En flirtant avec le parti adverse, Poulet a transgressé une règle implicite : la solidarité.
Alors que les partis politiques sont au cœur du système démocratique, qu’ils coalisent les valeurs et offrent des idéologies claires permettant de regrouper les élus, qu’est-ce qui pousse les députés à quitter leur parti ? Cette question m’anime dans mes recherches en communication politique à l’UQTR. Mes collègues des Universités Acadia et de l’Alberta, spécialisés en sciences politiques, partagent cette même préoccupation.
Dans cet article, nous offrons un regard croisé sur la loyauté en politique et sur les raisons qui poussent les députés à quitter leur parti à l’aune de notre ouvrage récent No I in Team. Party Loyalty in Canadian Politics.
Dans No I in Team, nous analysons de manière détaillée la vie politique entre 1980 et 2023 tant au fédéral qu’au provincial. Plus de 350 entrevues avec des politiciens, chefs et stratèges, ainsi que l’analyse de nombreux documents d’archives et de textes médiatiques (plus de 3 300) nous ont permis de brosser un portrait riche et nuancé des raisons qui poussent les politiciens à être fidèles à leurs partis pendant qu’ils évoluent en politique, mais également des raisons qui les poussent à partir.
Le « je » et le « nous »
La prémisse clé reste que la politique est un jeu d’équipe… « there is no I in team », comme le dit le fameux dicton anglophone. En français, l’idée est celle qu’en équipe il faut oublier le « je » au profit du « nous ». Cela veut dire que dans une équipe politique, il faut parler d’une seule voix et respecter la discipline du parti.

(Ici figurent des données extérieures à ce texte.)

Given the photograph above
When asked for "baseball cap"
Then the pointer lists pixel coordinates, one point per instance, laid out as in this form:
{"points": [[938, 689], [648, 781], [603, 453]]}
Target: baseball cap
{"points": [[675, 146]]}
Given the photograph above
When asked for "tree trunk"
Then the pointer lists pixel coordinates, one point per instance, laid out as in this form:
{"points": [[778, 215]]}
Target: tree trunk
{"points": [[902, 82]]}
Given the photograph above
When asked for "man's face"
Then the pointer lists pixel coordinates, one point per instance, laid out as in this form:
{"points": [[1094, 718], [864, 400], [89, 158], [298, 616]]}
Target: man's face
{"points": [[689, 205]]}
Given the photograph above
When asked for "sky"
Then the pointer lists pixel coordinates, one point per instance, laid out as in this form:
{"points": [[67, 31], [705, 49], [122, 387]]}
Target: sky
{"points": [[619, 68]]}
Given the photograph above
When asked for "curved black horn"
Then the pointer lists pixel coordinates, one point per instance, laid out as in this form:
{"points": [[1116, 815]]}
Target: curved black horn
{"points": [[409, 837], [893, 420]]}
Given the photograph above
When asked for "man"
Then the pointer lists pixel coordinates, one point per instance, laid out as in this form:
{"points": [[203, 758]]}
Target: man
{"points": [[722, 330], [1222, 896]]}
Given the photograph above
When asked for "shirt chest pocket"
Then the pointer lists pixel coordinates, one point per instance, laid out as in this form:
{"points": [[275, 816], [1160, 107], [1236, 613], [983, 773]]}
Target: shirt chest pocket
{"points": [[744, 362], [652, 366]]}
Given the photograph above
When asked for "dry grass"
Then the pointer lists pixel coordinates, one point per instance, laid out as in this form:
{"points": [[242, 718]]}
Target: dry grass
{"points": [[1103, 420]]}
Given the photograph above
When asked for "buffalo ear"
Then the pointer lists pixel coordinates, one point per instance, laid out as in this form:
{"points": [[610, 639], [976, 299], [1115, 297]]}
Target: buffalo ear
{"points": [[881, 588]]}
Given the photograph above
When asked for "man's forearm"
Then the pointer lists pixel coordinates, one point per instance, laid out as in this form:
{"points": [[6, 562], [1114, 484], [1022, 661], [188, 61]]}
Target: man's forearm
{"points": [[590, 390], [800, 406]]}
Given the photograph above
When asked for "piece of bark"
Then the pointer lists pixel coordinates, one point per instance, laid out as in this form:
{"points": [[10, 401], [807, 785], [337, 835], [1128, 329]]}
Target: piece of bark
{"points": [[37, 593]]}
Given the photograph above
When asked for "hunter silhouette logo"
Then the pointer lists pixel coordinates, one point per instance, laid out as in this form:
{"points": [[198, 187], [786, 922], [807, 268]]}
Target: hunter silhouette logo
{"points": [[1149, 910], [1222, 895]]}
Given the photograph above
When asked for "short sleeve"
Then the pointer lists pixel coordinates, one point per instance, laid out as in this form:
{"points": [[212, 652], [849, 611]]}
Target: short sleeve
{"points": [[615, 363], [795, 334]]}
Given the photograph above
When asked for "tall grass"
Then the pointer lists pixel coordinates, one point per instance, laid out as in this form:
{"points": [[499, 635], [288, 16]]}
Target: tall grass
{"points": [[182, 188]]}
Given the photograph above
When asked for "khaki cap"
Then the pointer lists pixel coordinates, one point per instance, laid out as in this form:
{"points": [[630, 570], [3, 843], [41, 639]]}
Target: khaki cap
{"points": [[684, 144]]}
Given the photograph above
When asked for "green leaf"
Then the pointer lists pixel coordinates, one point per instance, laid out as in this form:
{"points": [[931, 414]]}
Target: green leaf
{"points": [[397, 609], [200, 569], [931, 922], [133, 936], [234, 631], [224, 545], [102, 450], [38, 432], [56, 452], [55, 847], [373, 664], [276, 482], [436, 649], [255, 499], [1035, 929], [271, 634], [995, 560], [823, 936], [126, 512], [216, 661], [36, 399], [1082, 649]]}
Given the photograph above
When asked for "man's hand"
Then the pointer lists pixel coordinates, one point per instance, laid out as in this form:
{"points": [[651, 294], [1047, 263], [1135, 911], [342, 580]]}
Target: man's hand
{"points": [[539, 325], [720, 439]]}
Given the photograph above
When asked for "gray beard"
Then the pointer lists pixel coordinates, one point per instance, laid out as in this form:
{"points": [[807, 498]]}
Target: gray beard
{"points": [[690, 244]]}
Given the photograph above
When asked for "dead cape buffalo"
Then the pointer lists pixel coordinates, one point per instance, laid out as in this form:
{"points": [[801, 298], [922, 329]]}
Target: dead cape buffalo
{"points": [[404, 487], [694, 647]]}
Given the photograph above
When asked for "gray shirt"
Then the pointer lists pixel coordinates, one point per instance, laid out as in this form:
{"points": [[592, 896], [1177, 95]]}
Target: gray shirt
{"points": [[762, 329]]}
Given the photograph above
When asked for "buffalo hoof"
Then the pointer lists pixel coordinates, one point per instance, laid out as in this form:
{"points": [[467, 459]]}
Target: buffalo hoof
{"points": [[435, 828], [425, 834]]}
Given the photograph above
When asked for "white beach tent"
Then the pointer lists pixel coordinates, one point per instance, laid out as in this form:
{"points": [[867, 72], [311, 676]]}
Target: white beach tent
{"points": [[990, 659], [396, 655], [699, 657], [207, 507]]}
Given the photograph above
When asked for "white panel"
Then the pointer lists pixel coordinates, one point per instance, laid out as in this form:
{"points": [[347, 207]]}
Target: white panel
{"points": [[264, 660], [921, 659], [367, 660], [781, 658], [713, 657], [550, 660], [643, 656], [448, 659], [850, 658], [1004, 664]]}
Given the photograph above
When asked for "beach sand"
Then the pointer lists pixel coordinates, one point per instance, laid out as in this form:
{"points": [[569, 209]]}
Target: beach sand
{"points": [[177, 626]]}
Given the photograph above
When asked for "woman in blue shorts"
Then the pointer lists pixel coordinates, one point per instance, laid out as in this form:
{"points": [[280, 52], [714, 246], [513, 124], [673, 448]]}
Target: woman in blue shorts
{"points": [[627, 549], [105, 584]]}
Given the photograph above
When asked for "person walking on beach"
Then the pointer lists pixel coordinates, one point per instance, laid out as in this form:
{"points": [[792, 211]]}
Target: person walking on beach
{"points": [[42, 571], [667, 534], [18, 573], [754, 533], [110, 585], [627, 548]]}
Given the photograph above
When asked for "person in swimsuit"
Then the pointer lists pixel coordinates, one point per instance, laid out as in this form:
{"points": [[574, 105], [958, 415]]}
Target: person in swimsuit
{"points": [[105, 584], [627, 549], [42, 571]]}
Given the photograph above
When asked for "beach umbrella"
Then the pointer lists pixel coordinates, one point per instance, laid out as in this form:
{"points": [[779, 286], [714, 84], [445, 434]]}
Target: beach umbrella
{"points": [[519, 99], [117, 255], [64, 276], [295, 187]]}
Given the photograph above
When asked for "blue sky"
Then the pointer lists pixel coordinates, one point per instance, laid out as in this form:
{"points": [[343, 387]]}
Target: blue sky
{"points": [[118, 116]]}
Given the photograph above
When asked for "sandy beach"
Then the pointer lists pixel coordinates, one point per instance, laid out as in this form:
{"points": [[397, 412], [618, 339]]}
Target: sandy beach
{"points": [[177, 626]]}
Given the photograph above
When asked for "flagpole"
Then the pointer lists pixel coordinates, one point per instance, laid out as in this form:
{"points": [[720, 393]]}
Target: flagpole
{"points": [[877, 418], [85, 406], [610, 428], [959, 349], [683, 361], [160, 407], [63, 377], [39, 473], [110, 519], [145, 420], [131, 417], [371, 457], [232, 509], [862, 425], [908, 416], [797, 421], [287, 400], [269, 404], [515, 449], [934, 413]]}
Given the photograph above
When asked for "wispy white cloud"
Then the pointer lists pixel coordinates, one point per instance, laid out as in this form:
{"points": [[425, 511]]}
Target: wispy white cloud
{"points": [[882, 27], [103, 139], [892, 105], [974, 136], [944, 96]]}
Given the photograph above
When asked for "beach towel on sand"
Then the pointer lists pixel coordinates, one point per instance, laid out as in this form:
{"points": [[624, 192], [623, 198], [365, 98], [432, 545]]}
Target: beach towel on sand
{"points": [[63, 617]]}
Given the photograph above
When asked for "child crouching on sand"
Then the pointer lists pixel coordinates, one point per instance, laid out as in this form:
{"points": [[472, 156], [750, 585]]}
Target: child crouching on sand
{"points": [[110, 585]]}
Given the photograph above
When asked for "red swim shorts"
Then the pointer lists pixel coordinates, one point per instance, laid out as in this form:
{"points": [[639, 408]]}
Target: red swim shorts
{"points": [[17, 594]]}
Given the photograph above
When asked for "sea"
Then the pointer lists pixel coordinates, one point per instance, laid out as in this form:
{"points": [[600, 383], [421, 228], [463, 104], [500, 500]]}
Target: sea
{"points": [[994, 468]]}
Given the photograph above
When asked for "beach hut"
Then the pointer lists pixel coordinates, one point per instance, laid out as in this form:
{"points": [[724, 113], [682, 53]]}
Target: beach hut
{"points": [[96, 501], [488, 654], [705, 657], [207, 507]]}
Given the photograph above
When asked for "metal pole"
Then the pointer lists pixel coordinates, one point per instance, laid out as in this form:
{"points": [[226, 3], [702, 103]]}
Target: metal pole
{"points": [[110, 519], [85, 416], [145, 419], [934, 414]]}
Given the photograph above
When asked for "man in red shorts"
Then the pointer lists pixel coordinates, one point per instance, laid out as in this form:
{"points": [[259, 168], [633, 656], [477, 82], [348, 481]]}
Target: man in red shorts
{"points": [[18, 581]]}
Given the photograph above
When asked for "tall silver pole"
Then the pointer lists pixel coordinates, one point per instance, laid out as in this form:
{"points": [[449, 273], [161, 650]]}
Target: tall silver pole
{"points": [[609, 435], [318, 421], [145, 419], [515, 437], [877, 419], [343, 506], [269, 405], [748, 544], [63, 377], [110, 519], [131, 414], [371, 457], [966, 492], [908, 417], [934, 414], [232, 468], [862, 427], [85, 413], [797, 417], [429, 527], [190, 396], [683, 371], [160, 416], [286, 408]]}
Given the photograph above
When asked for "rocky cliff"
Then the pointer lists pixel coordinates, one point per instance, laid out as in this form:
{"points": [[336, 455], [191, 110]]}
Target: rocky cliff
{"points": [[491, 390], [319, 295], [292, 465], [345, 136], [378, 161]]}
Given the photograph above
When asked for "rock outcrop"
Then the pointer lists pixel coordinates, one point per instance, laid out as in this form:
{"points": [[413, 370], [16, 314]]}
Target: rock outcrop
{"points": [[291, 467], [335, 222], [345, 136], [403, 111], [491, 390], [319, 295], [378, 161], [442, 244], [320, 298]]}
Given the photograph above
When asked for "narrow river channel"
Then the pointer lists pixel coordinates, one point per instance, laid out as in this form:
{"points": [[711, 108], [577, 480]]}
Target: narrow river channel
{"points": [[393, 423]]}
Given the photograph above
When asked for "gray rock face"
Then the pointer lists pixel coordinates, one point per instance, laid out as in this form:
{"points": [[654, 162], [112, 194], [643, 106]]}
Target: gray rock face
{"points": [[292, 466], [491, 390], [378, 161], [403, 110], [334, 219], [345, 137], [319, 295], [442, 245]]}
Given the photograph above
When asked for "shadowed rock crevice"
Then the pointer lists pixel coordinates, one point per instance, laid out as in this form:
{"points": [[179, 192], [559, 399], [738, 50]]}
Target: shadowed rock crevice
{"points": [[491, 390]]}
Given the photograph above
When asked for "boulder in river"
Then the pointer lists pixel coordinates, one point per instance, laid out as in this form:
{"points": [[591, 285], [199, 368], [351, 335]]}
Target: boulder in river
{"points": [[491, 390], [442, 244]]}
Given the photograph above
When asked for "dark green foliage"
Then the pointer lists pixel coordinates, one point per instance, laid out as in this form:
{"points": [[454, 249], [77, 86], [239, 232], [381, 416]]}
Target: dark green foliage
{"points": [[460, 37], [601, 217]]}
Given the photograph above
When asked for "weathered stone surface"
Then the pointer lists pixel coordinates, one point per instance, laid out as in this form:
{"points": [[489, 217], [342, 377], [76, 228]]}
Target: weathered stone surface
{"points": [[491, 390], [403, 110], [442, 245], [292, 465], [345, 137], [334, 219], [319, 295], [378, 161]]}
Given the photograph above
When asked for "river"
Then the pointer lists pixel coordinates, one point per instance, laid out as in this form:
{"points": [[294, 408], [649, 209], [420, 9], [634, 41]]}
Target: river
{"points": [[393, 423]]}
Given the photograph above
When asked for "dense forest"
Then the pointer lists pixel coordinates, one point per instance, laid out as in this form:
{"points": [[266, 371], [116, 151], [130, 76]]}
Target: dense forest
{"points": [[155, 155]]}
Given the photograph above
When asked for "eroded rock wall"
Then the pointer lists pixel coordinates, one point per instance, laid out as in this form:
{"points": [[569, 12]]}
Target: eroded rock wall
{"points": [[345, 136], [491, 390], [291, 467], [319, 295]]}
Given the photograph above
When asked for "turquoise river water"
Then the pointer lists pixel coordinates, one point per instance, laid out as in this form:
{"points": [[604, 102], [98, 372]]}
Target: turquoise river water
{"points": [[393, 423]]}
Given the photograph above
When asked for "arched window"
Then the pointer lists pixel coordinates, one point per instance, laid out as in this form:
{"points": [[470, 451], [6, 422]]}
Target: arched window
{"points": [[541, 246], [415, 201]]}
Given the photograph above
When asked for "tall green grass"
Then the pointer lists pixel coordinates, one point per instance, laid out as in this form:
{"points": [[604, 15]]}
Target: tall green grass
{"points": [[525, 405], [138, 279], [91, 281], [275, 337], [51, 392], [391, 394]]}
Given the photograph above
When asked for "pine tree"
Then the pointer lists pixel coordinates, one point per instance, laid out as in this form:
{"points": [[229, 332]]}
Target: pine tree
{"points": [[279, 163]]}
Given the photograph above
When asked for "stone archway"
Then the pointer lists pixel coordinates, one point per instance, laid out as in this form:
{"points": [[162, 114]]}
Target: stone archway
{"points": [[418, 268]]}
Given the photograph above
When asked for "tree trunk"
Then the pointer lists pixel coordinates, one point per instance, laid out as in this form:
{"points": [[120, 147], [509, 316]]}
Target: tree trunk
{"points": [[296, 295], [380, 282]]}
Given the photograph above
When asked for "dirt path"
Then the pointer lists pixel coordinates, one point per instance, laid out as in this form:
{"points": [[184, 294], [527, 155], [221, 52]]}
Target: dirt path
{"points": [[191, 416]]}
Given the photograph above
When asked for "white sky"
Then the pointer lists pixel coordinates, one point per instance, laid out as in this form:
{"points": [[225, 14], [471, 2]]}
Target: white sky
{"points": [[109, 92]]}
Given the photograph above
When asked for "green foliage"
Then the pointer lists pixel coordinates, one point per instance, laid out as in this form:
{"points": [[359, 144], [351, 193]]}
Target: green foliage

En règle générale, les élus rejoignent des partis dont ils partagent les valeurs et qu’ils souhaitent représenter. Cela ne veut pas dire que la collaboration est exempte de défis, de désaccords et d’irritants. Malgré tout, les députés sont nombreux à rester des joueurs d’équipe, et cela pour diverses raisons.
Parmi celles-ci, on retrouve la volonté de conserver leur poste et de gagner en influence au sein de leur parti. De plus, les députés préfèrent évoluer au sein de partis puisque ces derniers jouent un rôle clé et positif dans le jeu démocratique, organisent les discours et les prises de position et stabilisent les gouvernements. Dans ce contexte, une démission demeure toujours un événement marquant.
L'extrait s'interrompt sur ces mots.